The change in language appears to be driven in part by the Trump administration’s open hostility to the topic of climate change. Earlier this year, President Trump pulled the U.S. out of the Paris climate accord, and the President’s 2018 budget proposal singled out climate change research programs for elimination.

Meanwhile, the Environmental Protection Agency has been systematically removing references to climate change from its official website. Both the EPA’s leader, Scott Pruitt, and Secretary of Energy Rick Perry have said they do not accept the scientific consensus that humans are causing the planet to get warmer.

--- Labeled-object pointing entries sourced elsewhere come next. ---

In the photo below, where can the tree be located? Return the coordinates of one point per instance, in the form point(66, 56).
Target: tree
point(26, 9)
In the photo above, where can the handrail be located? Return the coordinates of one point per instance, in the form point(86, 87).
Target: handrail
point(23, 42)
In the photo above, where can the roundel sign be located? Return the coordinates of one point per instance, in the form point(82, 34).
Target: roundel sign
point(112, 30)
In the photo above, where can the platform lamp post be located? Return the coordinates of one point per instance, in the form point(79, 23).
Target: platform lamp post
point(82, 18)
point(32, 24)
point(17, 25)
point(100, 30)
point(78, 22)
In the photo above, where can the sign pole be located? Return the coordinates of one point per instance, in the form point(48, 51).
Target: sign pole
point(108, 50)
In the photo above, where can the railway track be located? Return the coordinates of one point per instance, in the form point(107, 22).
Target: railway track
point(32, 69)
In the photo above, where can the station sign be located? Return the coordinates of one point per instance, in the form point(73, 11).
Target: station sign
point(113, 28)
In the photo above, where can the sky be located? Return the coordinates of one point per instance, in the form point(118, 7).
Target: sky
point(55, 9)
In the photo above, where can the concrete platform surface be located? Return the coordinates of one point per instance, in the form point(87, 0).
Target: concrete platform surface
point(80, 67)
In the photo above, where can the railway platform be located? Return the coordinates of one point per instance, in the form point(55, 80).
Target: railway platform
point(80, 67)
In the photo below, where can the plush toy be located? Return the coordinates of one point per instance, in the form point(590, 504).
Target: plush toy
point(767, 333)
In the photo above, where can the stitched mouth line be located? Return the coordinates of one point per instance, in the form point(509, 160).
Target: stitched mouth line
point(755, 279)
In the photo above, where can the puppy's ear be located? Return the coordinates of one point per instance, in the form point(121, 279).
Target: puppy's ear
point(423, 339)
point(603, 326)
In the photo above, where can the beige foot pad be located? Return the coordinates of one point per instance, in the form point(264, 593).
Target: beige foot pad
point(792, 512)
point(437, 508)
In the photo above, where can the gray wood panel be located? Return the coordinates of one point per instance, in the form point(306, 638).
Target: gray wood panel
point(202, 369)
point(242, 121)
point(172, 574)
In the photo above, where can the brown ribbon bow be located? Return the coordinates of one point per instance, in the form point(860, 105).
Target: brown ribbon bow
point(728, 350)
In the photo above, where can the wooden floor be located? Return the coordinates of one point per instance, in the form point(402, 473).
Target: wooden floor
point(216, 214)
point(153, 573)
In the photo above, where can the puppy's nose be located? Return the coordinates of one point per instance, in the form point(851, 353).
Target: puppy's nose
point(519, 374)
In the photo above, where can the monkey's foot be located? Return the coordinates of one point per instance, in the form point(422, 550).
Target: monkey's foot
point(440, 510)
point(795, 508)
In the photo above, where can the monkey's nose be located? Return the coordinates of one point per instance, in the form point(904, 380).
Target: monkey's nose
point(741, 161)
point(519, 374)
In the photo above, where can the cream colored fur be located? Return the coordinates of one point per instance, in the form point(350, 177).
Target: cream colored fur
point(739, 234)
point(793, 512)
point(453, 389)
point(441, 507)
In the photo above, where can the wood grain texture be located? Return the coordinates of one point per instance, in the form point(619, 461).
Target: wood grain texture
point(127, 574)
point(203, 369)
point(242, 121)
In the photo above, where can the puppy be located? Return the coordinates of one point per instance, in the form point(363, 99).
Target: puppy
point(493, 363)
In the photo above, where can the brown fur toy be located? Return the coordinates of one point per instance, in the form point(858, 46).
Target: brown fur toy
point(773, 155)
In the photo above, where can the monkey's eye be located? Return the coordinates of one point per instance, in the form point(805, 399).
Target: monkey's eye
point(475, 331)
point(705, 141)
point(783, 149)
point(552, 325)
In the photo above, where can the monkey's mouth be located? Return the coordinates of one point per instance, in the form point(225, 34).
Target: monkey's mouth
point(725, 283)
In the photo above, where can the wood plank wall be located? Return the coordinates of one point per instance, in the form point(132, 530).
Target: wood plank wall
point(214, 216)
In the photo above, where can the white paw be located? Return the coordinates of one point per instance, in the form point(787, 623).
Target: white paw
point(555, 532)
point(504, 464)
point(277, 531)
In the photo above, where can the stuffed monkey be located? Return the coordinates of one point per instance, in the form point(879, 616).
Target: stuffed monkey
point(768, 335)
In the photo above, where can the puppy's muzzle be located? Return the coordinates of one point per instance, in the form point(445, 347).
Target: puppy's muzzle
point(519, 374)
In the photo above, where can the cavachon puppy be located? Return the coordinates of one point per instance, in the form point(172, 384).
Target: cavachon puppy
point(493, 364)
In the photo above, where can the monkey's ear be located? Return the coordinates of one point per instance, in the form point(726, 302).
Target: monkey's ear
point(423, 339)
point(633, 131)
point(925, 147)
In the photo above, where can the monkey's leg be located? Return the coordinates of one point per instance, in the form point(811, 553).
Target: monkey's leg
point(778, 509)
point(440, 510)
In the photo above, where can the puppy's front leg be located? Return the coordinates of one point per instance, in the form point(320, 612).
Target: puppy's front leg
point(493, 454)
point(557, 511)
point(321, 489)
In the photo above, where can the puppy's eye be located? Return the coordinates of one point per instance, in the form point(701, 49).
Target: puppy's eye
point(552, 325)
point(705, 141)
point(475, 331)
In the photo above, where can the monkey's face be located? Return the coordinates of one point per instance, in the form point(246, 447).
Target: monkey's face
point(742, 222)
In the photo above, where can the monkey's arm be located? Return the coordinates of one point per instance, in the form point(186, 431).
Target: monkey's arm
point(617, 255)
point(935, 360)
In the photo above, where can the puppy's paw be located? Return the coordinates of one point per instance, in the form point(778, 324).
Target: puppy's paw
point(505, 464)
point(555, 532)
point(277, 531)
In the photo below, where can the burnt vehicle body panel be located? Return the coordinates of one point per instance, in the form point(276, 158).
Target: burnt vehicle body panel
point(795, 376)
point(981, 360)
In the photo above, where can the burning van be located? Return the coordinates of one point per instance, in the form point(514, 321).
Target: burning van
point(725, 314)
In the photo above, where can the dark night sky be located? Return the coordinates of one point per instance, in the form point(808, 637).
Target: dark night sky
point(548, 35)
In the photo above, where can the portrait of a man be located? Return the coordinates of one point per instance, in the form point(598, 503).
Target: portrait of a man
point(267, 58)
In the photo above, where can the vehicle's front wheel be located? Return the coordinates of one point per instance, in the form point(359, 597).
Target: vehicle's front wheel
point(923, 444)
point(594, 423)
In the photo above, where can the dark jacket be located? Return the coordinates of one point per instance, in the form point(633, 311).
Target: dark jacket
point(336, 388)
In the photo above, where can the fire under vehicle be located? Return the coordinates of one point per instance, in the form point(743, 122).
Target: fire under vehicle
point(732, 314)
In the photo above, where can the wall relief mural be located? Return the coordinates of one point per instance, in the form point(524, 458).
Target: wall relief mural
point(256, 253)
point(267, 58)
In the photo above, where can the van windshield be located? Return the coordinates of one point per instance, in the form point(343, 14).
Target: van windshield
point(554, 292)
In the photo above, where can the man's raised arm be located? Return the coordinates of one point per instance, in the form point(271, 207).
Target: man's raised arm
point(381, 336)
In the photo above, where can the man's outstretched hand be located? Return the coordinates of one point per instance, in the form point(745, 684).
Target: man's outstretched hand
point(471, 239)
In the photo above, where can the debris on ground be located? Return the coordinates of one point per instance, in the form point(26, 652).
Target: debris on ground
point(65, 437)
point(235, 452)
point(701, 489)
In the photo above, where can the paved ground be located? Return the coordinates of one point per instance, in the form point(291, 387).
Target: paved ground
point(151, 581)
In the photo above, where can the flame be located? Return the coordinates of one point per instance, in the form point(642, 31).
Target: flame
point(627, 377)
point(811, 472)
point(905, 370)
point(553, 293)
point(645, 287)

As a result, many scientists find themselves in an uncomfortable position. They are caught between environmental advocates looking to recruit allies and right-wing activists who demonize researchers and denigrate their work.

“In the scientific community, we’re very cautious people,” says Katharine Hayhoe, the director of the Climate Science Center at Texas Tech. “We tend to be quite averse to notoriety and conflict, so I absolutely have seen self-censorship among my colleagues. [They’ll say] ‘Well, maybe I shouldn’t say it that way, because whatever funding organization or politician or agency won’t appreciate it.’”

The NSF data appears to bear out the change in language. While the number of grants with the term “climate change” in the public summary has dropped, the number of grants with the terms “environmental change” or “extreme weather” has increased slightly. That suggests that, even if research topics remain the same, the words scientists use to describe them may change.

“Scientists I know are increasingly using terms like ‘global change’, ‘environmental change’, and ‘extreme weather’, rather than explicitly saying ‘climate change’,” Jonathan Thompson, the senior ecologist at the Harvard Forest, wrote in an email to NPR. Thompson has been the lead investigator on multiple research projects funded by the NSF in recent years. “This seems to be born out of an abundance of caution to limit their exposure to any political landmines in what is already an extremely competitive process,” he wrote.

Four other climate researchers acknowledged that they had personally removed the term “climate change” from funding proposals or public summaries in the last year, or had advised graduate students who had done so. All were concerned that if they disclosed their names, it could negatively impact their future funding competitiveness.